WASHINGTON, D.C., Nov. 15 (DPI) — Every generation or so, America falls into collective despair, a cyclical sense of decline brought on by a bad economy or lousy leadership. And every time, one way or another, the nation snaps out of it.
But these days the sense of pessimism, especially among young people, feels worse than ever. Based on today’s public-opinion polls, there’s a national sense Things Will Never Get Better.
Ongoing comparisons with The Depression may sound compelling, but they are largely misplaced and not very meaningful, according to historians and economists — and even according to opinions of the elderly, who experienced it.
For starters, the US economy — and the global economy — bear no resemblance to those of 70 years ago, or even 30 years ago. The massive accumulation of wealth, the rise in living standards, longer life expectancies, the eradication of major diseases and hunger, huge strides in productivity spurred by technology, and the interconnectedness of world markets of all kinds, well, have conspired to create a different world.
The root of America’s problems is political and in the way we govern ourselves, many agree. Two dominant political parties, with large well-funded constituencies, and with competing visions, are unable to forge any kind of long-term policy framework — for taxation, for public debts, for entitlements and other spending.
As a result the private sector is unwilling to act — to invest or hire — until it receives a clear message from public policymakers. So far, private employers are sitting on their hands, and on their cash.
It is a “Cold Civil War” – and it’s been going on since the 90s, and only worsened since then. This “war” threatens our future, on many levels, but ironically the relatively stable economy — it may feel horrible, but it’s still growing — has forestalled the kind of crisis required for political action.
The events of September 2008 triggered sudden action — in the form of a stimulus and rescue of the banking system – but since then Washington has slithered back to a predictable inertia, and resistance to reform itself.

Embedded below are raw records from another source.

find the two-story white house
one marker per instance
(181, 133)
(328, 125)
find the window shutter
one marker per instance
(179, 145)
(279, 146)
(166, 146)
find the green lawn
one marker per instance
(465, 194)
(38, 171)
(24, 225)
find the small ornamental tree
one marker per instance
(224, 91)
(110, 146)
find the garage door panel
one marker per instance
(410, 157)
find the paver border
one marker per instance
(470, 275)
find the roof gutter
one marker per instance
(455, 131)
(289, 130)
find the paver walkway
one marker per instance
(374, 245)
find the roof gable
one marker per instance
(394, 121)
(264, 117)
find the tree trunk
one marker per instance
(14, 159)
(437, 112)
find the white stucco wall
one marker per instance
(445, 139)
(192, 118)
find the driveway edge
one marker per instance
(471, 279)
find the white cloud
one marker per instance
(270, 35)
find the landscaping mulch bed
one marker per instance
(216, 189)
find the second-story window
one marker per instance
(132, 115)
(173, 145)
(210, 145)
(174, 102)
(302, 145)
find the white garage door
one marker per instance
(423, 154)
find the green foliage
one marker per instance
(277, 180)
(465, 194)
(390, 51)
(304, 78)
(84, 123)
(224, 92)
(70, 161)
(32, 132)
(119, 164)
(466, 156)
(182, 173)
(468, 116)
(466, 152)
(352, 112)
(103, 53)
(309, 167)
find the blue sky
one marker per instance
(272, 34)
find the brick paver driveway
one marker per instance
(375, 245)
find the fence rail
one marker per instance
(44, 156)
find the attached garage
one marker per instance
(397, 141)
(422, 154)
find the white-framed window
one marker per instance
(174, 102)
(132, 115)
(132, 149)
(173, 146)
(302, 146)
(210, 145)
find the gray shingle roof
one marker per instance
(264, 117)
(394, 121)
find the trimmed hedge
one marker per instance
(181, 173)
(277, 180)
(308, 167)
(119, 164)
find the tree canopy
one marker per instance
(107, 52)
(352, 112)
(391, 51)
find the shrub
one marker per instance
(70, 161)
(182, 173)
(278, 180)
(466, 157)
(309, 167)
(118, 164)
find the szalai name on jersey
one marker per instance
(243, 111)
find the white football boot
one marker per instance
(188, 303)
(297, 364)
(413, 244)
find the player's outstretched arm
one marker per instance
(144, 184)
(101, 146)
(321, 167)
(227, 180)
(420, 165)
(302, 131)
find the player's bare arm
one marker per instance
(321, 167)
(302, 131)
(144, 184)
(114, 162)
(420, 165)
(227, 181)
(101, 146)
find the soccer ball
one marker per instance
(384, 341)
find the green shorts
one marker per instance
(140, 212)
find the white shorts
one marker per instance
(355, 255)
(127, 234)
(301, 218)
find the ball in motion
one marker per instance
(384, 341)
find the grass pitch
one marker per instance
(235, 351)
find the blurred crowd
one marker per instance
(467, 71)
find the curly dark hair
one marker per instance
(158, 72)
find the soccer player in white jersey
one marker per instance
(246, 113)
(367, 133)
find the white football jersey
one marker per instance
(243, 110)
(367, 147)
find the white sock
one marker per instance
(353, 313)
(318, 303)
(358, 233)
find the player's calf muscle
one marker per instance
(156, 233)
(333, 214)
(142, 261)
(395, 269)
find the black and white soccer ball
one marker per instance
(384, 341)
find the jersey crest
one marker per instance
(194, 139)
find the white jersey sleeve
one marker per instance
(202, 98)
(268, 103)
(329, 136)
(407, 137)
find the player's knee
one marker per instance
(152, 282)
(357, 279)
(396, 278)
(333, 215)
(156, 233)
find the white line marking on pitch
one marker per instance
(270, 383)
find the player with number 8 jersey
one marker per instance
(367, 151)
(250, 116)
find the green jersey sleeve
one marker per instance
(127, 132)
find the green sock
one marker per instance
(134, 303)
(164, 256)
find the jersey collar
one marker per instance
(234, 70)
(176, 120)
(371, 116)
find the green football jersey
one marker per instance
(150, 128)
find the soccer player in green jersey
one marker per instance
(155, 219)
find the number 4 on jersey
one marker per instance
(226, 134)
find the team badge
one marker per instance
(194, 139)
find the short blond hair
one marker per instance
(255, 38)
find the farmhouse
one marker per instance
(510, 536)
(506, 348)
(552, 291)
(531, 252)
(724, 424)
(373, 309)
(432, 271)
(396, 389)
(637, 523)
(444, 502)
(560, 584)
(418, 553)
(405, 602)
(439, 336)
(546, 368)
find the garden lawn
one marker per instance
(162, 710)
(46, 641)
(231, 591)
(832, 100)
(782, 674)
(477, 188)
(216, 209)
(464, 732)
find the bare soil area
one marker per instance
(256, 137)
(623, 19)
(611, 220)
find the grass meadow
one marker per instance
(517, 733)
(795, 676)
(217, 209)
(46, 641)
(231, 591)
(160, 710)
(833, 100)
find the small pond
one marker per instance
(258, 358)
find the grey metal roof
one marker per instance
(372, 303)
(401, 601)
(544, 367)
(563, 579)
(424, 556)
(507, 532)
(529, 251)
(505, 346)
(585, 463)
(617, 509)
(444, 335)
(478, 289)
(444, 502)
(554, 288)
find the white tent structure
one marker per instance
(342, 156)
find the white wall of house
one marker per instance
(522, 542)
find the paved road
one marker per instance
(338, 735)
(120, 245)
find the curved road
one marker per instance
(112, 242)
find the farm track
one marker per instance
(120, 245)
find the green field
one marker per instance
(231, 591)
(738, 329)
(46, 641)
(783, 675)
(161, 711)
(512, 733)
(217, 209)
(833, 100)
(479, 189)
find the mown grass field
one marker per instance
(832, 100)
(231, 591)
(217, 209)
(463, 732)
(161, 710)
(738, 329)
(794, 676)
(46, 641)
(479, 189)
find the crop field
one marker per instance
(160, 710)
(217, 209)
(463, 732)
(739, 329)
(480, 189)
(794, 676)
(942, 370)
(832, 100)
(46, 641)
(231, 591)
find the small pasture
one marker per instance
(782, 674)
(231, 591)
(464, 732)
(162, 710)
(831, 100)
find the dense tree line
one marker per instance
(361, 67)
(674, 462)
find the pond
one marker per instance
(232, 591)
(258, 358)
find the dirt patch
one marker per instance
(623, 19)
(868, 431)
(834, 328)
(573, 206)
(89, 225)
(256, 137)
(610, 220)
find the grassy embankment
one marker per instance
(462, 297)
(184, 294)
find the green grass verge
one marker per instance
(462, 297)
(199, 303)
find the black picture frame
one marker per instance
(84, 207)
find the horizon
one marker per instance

Why is the economy holding up? A big reason: The modern pension system, both public and private. Widespread guaranteed benefits for the elderly simply did not exist in the Great Depression — indeed, the Social Security Act was a response to the Depression — and the absence of benefits exacerbated the suffering throughout that period.
Today total US pension assets, public and private, are roughly $16 trillion, slightly greater than US GDP:
The pension system — and the expansion of it following the passage in 1974 of the Employee Retirement Income Security Act (ERISA) — is one of the unsung counterweights to America’s current economic problems. The pension system is a true safety net — just not for the young and unemployed.
With checks sent every month to the elderly, America’s problems of excessive debt and low employment growth are at least offset, for now.
Yes, unfunded pension liabilities — promises not yet set-aside for — are by some estimates three times the size of the pension system itself. But that problem will likely be resolved through pension reform, such as cutting benefits, eliminating cost-of-living increases and raising the retirement age, an especially sensible move when life expectancy keeps climbing. Indeed, in states like New Jersey it is already happening.
The pension system, too, has empowered the elderly politically. The elderly naturally don’t want to see their fixed incomes hurt by inflationary policies, and, like the elderly in Japan, American retirees are a potent voting bloc. They influence policy every day. That’s why greater fiscal stimulus is unlikely, and a Japan-style slow-crawl recovery is likely to continue.
The growth and the success of the public and private pension system is reason for something else: The policy actions of the US central bank, The Federal Reserve. The Fed has maintained interest rates at such low levels that investors are forced to bid up prices of other assets, particularly stocks. Many private observers regard such action as an artificial inflation of asset values — but, with a pension system highly reliant on rising stock values, it’s a prudent course of action.